Entrer dans Bucarest

Posted on Juil 4, 2008 in Bucarest, Expédition 2008, Roumanie

Arriver dans une ville nouvelle est une expérience étrange. Il y a des odeurs, des sons, des couleurs qui lui sont propres : la ville offre au voyageur un premier visage, une surface étrange et énigmatique que l’homme tout juste arrivé se doit de déchiffrer. Excitation des premiers jours.

Que voit-on justement, lorsqu’on arrive à Bucarest ? L’espace, d’abord. Grandes rues, places immenses… Champs d’asphalte fatigués, supports d’une circulation intense. L’espace des rues rapidement réduit par la densité étouffante du trafic. Un espace qui ne respire pas, mouvement asphyxié mais mouvement quand même : premier paradoxe.

Et puis des façades qui nous rappellent à un passé faste.
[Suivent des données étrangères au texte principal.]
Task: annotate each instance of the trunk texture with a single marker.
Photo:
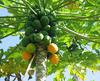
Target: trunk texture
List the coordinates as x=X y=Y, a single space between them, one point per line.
x=40 y=65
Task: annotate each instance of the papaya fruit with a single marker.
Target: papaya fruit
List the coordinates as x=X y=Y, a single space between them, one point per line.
x=38 y=37
x=36 y=24
x=47 y=28
x=44 y=21
x=25 y=41
x=52 y=47
x=29 y=31
x=30 y=48
x=26 y=55
x=46 y=40
x=54 y=59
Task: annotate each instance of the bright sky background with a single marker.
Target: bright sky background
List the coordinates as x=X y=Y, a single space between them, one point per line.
x=13 y=40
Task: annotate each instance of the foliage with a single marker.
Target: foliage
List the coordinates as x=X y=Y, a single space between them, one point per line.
x=76 y=25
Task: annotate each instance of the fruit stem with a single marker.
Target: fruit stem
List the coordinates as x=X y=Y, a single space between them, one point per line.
x=80 y=35
x=26 y=73
x=40 y=65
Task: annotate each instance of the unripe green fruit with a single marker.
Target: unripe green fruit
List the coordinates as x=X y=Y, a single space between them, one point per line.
x=44 y=20
x=31 y=48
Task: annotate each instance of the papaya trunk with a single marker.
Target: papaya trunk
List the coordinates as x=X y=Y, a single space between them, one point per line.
x=40 y=65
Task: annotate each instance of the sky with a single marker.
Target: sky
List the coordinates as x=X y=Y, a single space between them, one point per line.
x=13 y=40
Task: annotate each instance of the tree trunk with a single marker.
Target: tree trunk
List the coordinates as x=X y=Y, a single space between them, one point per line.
x=40 y=64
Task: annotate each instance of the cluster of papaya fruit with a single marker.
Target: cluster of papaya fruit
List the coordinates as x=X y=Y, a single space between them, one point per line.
x=40 y=30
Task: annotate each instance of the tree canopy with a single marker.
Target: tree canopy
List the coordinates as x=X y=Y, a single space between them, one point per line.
x=78 y=31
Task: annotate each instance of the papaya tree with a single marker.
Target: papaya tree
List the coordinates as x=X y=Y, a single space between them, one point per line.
x=54 y=35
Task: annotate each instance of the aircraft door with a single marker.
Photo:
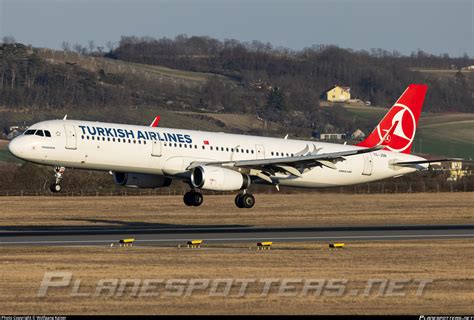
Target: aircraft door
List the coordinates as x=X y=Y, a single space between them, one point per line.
x=368 y=164
x=156 y=148
x=71 y=137
x=260 y=150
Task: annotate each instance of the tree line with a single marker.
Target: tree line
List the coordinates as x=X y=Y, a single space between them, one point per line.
x=376 y=75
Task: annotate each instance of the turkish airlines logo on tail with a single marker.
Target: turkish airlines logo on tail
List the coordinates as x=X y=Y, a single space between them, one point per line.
x=404 y=133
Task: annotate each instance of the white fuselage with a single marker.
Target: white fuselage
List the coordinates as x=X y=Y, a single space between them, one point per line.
x=169 y=152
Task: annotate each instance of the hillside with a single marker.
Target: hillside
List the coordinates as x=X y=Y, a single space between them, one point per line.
x=447 y=134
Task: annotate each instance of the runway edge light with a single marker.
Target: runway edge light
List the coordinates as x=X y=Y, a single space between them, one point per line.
x=127 y=242
x=193 y=244
x=264 y=245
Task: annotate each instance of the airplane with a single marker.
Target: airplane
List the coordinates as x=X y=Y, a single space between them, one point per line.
x=151 y=157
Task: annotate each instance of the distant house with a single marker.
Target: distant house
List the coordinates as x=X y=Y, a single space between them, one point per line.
x=337 y=94
x=329 y=136
x=358 y=135
x=456 y=170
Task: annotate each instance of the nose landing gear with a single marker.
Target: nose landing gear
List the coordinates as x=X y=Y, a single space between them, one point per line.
x=193 y=198
x=244 y=200
x=58 y=174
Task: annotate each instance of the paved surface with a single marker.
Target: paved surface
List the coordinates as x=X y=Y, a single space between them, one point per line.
x=168 y=234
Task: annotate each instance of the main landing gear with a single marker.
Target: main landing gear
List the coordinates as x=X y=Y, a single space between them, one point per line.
x=58 y=175
x=244 y=200
x=193 y=198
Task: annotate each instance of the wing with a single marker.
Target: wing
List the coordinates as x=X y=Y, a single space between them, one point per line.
x=410 y=163
x=295 y=165
x=265 y=168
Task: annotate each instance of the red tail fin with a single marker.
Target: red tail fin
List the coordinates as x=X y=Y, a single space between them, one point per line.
x=404 y=115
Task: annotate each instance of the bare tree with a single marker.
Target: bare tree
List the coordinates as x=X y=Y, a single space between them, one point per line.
x=8 y=39
x=91 y=45
x=66 y=47
x=110 y=45
x=77 y=47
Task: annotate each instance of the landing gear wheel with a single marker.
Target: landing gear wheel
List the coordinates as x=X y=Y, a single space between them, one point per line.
x=248 y=200
x=245 y=200
x=55 y=188
x=238 y=201
x=193 y=198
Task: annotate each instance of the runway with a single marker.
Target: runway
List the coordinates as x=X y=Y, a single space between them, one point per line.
x=171 y=234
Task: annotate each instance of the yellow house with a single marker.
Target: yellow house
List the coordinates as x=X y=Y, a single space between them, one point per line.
x=337 y=94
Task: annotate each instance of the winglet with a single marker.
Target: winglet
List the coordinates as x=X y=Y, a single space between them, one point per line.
x=388 y=136
x=155 y=122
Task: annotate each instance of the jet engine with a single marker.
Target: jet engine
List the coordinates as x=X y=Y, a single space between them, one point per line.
x=141 y=180
x=218 y=179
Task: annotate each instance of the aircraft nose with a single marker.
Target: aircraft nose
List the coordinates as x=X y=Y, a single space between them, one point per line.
x=15 y=148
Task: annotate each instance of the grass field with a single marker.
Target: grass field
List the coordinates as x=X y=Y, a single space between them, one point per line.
x=447 y=134
x=447 y=263
x=315 y=209
x=449 y=269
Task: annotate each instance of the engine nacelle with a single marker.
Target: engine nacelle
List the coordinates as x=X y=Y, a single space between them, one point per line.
x=141 y=180
x=218 y=179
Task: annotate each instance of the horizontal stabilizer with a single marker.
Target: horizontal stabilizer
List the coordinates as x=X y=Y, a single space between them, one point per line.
x=409 y=163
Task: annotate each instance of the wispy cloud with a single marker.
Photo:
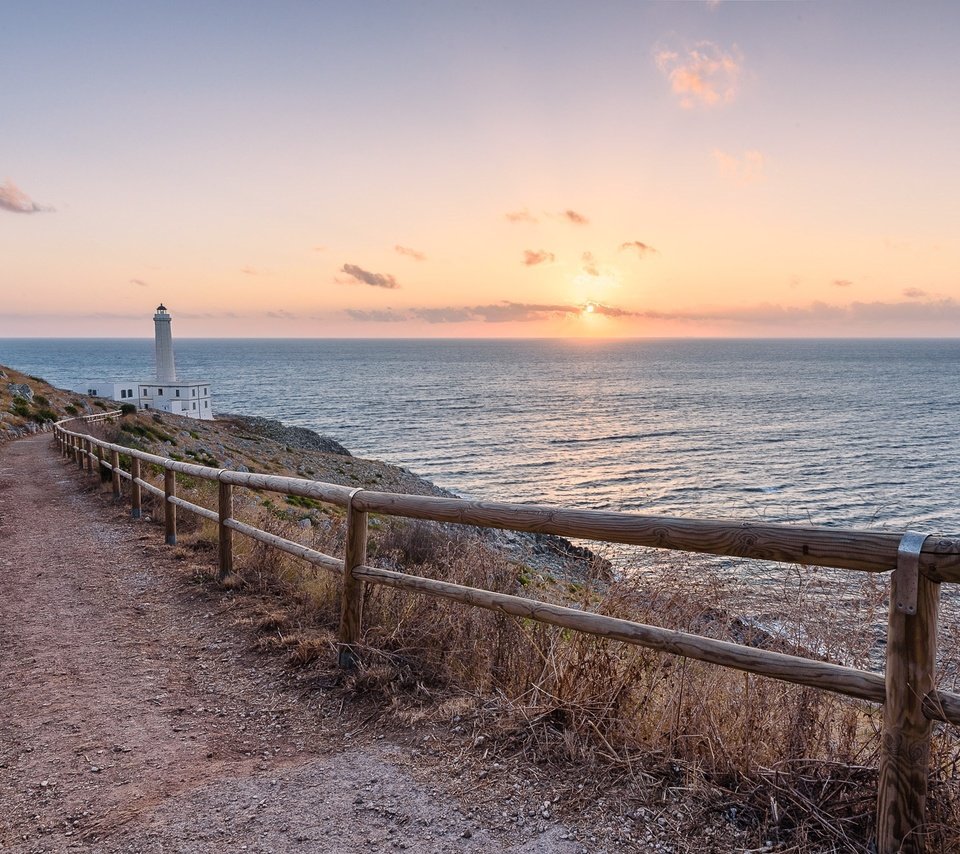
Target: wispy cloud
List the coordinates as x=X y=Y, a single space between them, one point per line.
x=533 y=257
x=501 y=312
x=13 y=199
x=574 y=217
x=381 y=315
x=410 y=253
x=376 y=280
x=611 y=310
x=642 y=249
x=520 y=216
x=748 y=168
x=704 y=74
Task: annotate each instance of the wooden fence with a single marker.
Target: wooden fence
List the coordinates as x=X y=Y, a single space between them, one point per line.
x=918 y=565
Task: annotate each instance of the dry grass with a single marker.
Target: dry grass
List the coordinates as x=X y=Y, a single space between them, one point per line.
x=796 y=766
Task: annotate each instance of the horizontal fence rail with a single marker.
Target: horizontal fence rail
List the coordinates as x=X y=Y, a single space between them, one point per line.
x=906 y=691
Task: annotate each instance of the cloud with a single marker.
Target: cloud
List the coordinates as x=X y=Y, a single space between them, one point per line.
x=706 y=74
x=747 y=169
x=589 y=264
x=643 y=249
x=532 y=257
x=412 y=253
x=501 y=312
x=386 y=315
x=520 y=216
x=376 y=280
x=13 y=199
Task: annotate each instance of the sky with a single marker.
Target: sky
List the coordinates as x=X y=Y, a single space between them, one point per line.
x=483 y=169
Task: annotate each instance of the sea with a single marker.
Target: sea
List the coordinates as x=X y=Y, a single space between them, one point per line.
x=843 y=433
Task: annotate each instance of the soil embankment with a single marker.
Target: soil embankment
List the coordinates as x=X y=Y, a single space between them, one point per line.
x=136 y=719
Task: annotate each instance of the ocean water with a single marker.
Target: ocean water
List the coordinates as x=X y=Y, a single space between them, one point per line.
x=848 y=433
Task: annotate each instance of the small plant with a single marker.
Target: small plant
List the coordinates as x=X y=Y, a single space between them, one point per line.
x=42 y=415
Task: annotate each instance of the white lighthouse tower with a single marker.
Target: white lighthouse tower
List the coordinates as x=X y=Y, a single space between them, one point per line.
x=189 y=398
x=166 y=368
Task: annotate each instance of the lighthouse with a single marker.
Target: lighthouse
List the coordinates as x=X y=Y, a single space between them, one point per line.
x=189 y=398
x=166 y=368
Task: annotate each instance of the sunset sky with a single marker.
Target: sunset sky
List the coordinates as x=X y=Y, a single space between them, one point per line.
x=453 y=169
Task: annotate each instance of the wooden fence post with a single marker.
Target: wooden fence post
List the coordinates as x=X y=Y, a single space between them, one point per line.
x=905 y=750
x=115 y=462
x=351 y=611
x=169 y=508
x=226 y=534
x=136 y=491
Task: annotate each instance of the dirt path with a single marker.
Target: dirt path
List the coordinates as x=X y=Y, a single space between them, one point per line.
x=133 y=719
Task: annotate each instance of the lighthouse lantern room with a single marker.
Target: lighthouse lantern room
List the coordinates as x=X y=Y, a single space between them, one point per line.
x=190 y=398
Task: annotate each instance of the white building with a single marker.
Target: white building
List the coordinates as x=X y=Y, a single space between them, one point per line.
x=164 y=392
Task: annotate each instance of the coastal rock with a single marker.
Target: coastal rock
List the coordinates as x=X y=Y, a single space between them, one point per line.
x=294 y=437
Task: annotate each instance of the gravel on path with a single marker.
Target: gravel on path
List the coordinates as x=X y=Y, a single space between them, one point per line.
x=134 y=719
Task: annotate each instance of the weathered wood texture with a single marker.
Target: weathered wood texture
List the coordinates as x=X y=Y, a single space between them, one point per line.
x=288 y=546
x=136 y=493
x=351 y=605
x=197 y=509
x=905 y=751
x=169 y=507
x=225 y=551
x=115 y=473
x=844 y=549
x=790 y=668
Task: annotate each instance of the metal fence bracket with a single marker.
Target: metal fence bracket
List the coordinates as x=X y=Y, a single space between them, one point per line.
x=908 y=569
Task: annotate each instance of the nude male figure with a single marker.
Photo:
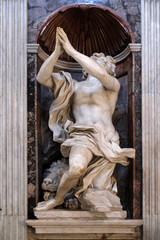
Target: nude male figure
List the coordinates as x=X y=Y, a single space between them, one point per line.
x=94 y=102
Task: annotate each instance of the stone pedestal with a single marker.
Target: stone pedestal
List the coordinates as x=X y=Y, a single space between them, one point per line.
x=65 y=224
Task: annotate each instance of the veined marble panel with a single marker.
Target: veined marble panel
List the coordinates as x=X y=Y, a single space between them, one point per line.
x=13 y=119
x=151 y=117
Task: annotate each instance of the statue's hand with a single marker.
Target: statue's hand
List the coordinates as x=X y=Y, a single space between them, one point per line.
x=59 y=47
x=65 y=42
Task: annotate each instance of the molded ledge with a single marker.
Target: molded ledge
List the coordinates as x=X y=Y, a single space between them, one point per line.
x=70 y=227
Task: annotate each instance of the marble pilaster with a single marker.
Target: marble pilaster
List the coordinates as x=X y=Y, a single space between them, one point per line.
x=13 y=119
x=151 y=117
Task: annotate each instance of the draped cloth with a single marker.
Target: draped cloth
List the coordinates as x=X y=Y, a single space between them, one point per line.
x=106 y=152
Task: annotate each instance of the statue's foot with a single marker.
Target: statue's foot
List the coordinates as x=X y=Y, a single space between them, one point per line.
x=47 y=205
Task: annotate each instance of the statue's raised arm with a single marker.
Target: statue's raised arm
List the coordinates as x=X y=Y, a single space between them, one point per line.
x=102 y=69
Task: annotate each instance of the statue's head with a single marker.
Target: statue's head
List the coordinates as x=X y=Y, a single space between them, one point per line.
x=105 y=61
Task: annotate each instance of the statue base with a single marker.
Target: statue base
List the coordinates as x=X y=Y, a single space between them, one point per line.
x=79 y=214
x=65 y=224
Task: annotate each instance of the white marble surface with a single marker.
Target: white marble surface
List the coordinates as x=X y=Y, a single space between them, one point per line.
x=151 y=117
x=13 y=119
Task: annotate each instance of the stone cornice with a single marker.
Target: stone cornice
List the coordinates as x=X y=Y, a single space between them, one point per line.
x=75 y=67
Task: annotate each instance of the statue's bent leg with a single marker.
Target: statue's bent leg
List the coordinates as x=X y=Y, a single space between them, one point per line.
x=78 y=162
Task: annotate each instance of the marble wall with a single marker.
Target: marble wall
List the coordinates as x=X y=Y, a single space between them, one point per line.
x=38 y=10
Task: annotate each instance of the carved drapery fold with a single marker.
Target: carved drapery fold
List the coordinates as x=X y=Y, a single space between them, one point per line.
x=151 y=117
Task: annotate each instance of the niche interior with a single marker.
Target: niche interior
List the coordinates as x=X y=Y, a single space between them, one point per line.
x=90 y=29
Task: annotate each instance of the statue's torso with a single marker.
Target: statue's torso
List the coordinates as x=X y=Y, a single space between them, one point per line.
x=93 y=104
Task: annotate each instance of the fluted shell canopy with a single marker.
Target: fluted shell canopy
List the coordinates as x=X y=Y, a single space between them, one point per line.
x=90 y=29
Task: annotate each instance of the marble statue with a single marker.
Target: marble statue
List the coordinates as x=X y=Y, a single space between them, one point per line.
x=51 y=180
x=80 y=118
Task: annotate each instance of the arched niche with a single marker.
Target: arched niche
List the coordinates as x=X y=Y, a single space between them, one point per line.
x=91 y=28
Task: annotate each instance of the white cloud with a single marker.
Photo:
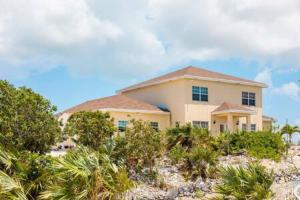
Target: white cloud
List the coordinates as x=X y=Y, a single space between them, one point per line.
x=297 y=122
x=121 y=38
x=265 y=76
x=291 y=90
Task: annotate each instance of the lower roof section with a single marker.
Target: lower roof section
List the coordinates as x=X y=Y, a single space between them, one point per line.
x=117 y=103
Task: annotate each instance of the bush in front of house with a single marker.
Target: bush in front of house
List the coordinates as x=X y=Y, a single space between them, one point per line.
x=262 y=144
x=251 y=182
x=27 y=120
x=193 y=149
x=90 y=129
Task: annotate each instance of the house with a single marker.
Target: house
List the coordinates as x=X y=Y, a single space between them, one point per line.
x=194 y=95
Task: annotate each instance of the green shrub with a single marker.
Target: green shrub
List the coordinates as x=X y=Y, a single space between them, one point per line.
x=257 y=144
x=252 y=182
x=27 y=120
x=92 y=129
x=139 y=146
x=198 y=161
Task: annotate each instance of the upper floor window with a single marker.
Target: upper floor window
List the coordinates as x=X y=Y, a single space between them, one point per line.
x=200 y=124
x=253 y=127
x=248 y=98
x=200 y=93
x=122 y=125
x=154 y=125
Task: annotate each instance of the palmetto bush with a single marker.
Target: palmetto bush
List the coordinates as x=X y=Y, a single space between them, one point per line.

Mais ce temps semble avoir été laissé là, comme un souvenir toujours présent qu’on ne veut pourtant pas se remémorer. La pierre desquame, s’effrite. Adossés aux façades chargées, marquées par la sensibilité ronde, presque pulpeuse de la fin du XIXe siècle, s’adossent en voisins fatigués les immeubles solides, imposants et droits de la période communiste. Rien n’aurait-il changé depuis ? Non, comme une évolution adolescente, la ville se fait dysharmonique. Au sommeil profond d’une grandeur disparue, s’opposent, comme la provocation d’un modernisme effréné, l’acier et le verre rigides et froids des bâtiments nouveaux : deuxième paradoxe. Mort lente d’une civilisation qui ne veut pas se rappeler ou appel à la mue ?

Le boulevard Dacia s’allonge sous nos pieds fatigués par le voyage et le poids des sacs et continue de nourrir nos yeux perplexes ; Bucarest n’est pas à une contradiction prête. Sur le bitume brûlant et usé, berlines et petites sportives allemandes se partagent le territoire. Le chant métallique des cylindres neufs, en contre temps avec la peau fatiguée de la ville, rappelle à ceux qui en doutaient encore que Bucarest est une capitale européenne où la consommation et le faste du confort « à l’occidental » semblent être la partie la plus visible de cette identité européenne.